Playback
The Playback windows allow you to review the recorded footage
for a camera. You can also perform some processing on the images to
improve the quality, and create independent videos for periods of
interest.
The top of the window consists of the tool bar. Taking these
buttons in order, they perform the following:
- The tools button toggles the display of the controls section
below the image.
- The next three buttons control the magnification of the image,
reducing the size, setting the size to default, and increasing the
size respectively. By default, these will zoom into the image, but
holding CTRL will cause the window size to be changed. This can
also be changed in the Look & Feel
settings.
- The next button is the audio button which is available if the
camera and recording supports audio and turns on and off the audio
from the recording.
- The next button is copy, which puts the current image on the
Windows clipboard from where it can be pasted into any suitable
application as a file or an image.
- The printer button simply prints the current image with its
date and time.
- The image enhancement button will toggle the display of two
sliders at the bottom the of window which will allow you to alter
the gamma correction and brightness of the image.
- The video/clapper board button will allow you to create an AVI
video from your recorded footage. Once opened, select the range of
images by finding the first image using the controls in the
Playback window, and pressing the 'Now' button to the right of the
'Start' box, then move to the last image and press the other 'Now'
button. The times can be adjusted manually and click clicking OK
when you're ready will ask you for a location to save the video and
a codec.
- The last button allows the current image to be added to the
gallery for archival purposes and for viewing later.
The area below the recorded footage contains a time line, a date
and time, a speed, 'video style' playback buttons and, on some
cameras, a loop play button.
- The time line is a graphical display of when movement has
occurred in the image over a 24 hour period. A red line indicates
there has been motion, and the height of that line indicates the
amount of motion in the period that line covers.

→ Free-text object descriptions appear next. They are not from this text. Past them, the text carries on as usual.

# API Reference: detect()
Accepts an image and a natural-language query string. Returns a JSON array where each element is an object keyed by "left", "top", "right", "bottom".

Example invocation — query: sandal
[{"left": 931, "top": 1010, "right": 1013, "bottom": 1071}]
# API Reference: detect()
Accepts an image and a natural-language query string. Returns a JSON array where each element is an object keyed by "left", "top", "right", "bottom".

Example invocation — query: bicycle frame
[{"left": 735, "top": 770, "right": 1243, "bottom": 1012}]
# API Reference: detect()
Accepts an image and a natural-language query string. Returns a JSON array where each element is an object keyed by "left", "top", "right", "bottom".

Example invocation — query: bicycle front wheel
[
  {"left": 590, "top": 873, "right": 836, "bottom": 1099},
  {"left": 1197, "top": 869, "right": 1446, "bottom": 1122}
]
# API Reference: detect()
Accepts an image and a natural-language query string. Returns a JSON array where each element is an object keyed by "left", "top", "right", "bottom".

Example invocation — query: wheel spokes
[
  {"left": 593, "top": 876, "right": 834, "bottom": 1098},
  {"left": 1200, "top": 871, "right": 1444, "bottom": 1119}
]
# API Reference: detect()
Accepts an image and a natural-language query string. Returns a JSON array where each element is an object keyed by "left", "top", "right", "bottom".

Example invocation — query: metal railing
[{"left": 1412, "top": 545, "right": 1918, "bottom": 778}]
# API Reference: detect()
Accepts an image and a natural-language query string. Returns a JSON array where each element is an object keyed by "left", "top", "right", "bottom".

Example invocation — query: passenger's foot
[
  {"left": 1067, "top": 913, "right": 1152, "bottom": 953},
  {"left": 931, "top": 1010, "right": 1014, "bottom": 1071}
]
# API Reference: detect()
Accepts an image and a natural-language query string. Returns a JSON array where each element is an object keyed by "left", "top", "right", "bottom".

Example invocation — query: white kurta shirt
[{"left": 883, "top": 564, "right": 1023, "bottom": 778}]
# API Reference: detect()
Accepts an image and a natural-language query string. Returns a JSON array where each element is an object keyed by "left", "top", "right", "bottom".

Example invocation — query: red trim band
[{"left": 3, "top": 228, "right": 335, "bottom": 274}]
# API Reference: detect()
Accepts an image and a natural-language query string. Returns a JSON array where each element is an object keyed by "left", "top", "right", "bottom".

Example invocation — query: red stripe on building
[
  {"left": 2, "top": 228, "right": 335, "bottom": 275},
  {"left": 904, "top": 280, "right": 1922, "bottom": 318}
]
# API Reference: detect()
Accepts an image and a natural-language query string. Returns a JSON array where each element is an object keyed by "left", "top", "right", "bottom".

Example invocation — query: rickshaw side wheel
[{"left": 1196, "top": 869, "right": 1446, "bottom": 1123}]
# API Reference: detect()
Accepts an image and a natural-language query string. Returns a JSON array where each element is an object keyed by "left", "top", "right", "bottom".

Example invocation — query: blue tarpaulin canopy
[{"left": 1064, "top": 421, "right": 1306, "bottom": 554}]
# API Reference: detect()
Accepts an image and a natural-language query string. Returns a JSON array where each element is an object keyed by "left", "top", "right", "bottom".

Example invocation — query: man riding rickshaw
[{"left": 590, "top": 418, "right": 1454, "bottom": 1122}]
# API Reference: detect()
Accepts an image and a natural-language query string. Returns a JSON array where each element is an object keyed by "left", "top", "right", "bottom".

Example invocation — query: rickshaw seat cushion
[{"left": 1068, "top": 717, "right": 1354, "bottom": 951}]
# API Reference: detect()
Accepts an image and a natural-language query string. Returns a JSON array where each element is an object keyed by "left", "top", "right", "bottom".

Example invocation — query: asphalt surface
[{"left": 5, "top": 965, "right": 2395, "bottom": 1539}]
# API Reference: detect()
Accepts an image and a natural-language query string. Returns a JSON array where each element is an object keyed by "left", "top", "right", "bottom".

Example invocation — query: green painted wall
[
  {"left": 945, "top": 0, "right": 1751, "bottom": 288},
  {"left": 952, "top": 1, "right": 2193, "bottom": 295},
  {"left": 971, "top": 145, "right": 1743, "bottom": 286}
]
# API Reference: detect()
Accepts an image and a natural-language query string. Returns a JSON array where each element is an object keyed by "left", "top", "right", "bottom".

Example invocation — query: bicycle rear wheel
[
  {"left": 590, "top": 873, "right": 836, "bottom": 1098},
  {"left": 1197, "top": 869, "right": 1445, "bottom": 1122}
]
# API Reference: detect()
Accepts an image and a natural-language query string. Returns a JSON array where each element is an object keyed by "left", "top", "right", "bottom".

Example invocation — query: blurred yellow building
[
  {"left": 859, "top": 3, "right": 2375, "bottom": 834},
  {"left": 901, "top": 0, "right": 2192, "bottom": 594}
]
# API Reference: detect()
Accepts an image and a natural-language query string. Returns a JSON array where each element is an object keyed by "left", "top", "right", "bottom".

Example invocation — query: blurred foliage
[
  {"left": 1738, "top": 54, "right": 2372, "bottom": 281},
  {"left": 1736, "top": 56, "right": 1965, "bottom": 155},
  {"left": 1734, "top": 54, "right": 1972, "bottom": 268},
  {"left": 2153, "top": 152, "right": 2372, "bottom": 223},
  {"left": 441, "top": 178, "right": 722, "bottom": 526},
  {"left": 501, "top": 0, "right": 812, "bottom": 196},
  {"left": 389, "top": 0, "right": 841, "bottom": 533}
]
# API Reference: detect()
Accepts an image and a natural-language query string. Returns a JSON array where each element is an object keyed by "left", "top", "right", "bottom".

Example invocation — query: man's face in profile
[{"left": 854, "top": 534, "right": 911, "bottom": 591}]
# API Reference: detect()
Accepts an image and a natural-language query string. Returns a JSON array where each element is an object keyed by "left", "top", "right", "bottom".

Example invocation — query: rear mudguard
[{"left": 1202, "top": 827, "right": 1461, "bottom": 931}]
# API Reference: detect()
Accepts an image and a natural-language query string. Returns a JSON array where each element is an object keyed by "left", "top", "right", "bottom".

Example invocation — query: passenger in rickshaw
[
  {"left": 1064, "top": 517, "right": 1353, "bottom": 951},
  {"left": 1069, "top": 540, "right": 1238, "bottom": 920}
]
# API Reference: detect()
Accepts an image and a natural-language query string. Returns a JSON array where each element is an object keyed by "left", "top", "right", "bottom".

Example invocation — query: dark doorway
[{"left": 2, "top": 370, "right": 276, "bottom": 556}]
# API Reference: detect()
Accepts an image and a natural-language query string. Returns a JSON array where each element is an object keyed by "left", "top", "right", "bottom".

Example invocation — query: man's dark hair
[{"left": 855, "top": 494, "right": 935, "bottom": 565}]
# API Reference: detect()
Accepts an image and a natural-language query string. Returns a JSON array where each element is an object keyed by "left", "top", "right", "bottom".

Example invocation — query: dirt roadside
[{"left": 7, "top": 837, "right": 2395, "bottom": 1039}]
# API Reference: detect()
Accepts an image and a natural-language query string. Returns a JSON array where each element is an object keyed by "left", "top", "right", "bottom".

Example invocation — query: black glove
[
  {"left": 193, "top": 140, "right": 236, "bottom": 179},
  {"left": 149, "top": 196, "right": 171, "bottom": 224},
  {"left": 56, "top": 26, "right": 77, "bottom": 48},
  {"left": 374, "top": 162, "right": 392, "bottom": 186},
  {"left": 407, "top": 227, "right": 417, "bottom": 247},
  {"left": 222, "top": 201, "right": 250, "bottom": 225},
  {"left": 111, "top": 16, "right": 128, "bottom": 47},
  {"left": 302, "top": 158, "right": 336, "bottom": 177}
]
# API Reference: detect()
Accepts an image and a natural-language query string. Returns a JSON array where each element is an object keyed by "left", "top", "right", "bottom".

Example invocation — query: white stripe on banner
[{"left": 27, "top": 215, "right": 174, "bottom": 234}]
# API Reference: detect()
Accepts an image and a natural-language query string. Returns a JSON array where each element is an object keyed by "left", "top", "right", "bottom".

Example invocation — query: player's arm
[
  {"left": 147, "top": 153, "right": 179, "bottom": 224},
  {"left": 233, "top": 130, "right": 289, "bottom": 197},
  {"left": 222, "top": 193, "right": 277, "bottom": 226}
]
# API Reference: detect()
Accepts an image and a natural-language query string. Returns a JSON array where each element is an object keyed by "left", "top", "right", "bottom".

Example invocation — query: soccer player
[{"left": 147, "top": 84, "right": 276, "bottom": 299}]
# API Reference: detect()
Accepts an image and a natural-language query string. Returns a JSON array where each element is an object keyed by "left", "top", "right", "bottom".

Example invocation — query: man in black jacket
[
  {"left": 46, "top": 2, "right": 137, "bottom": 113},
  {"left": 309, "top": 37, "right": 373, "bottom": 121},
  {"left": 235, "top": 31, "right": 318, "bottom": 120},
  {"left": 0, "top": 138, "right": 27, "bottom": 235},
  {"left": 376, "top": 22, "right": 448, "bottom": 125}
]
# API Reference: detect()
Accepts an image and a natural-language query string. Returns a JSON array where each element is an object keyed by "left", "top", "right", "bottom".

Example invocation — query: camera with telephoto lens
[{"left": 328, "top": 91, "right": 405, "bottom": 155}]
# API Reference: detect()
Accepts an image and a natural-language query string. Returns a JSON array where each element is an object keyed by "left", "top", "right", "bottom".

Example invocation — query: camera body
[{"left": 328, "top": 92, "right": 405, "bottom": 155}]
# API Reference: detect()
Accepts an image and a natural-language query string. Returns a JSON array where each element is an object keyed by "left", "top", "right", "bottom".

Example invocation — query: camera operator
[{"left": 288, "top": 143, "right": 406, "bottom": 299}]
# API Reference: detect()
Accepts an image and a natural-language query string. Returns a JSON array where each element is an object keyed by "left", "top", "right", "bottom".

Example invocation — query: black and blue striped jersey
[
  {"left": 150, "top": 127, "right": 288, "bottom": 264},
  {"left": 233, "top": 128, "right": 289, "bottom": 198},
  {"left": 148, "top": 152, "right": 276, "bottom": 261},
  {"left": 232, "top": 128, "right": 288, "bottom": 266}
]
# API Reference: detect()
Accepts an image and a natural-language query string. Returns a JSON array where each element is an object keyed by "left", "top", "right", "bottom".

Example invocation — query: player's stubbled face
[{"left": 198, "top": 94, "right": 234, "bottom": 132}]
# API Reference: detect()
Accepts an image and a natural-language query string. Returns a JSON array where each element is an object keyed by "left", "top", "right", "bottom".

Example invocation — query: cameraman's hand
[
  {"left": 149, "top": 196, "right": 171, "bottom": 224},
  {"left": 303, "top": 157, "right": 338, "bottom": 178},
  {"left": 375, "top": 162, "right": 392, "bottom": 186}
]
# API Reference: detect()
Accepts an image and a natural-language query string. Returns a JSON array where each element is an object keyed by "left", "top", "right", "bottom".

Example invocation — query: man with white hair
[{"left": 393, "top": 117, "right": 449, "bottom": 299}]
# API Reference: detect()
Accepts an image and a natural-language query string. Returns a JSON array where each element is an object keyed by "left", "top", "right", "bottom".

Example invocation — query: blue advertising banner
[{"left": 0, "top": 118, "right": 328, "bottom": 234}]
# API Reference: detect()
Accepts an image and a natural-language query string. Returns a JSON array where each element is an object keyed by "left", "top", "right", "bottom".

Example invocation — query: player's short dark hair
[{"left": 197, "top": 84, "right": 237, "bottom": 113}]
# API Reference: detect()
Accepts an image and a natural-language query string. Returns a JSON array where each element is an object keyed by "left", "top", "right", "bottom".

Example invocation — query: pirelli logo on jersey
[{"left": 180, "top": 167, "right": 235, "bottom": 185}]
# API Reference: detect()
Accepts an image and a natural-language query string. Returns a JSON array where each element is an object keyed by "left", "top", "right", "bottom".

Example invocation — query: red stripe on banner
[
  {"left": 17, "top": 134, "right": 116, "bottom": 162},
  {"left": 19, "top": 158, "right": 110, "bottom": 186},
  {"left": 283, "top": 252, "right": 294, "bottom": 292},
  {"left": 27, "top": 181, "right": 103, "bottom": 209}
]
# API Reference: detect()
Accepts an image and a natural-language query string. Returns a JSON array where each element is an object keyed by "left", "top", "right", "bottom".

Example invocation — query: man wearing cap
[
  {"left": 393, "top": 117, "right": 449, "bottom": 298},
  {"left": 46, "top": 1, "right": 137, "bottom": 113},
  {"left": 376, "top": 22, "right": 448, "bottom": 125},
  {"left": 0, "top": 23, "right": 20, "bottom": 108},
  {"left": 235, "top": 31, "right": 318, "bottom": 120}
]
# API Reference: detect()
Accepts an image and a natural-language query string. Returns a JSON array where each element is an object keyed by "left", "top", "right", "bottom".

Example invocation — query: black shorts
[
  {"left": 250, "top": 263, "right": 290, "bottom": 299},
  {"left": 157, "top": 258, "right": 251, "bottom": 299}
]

A full height green line shows a tripwire cross event allowing you
to see more important events easily. Clicking near a tripwire cross
will snap to that event but can be disabled by holding the Ctrl
key.
- The date and time allow you to select the day you wish to view,
and to jump to a particular time during that day. If there is no
image for the exact time you entered, the closest image to that
time will be displayed.
- The Speed slider allows you to change the speed at which the
footage is played back relative to real time speed, indicated with
with a marker underneath it.
- Some feeds (JPEG and Motion JPEG) have the ability to operate in loop play mode. When this is available, there will be another
button on the end of the playback controls. Pressing this button
will change the playback windows into 'Loop play' mode, disabling
the date selector buttons and instead the window will play, by
default, the last 5 images in a continuous loop. This number can be
altered in the 'Loop count' box. This mode can be useful to ensure
that any motion is not missed if you look away from the screen
briefly as the last motions will be replayed in the window.
- Some feeds will also have an option to show "Motion only" or
"All video". This allows you to skip periods when no motion has
occurred on feeds that use video stream recording to save direct to
disk.
Synchronised playback across several feeds
If you right click on a group in the feed tree or the `Local
console` item, there is a 'Synchronised playback' option which will
open a playback window showing all feeds in the group.
These can be controlled using the controls at the bottom as you
would normally with a single consolidated timeline.
Feeds can also be rearranged by dragging from one view to
another, and new feeds can be added by dragging the feed from the
Console tree or a folder from Explorer onto a view.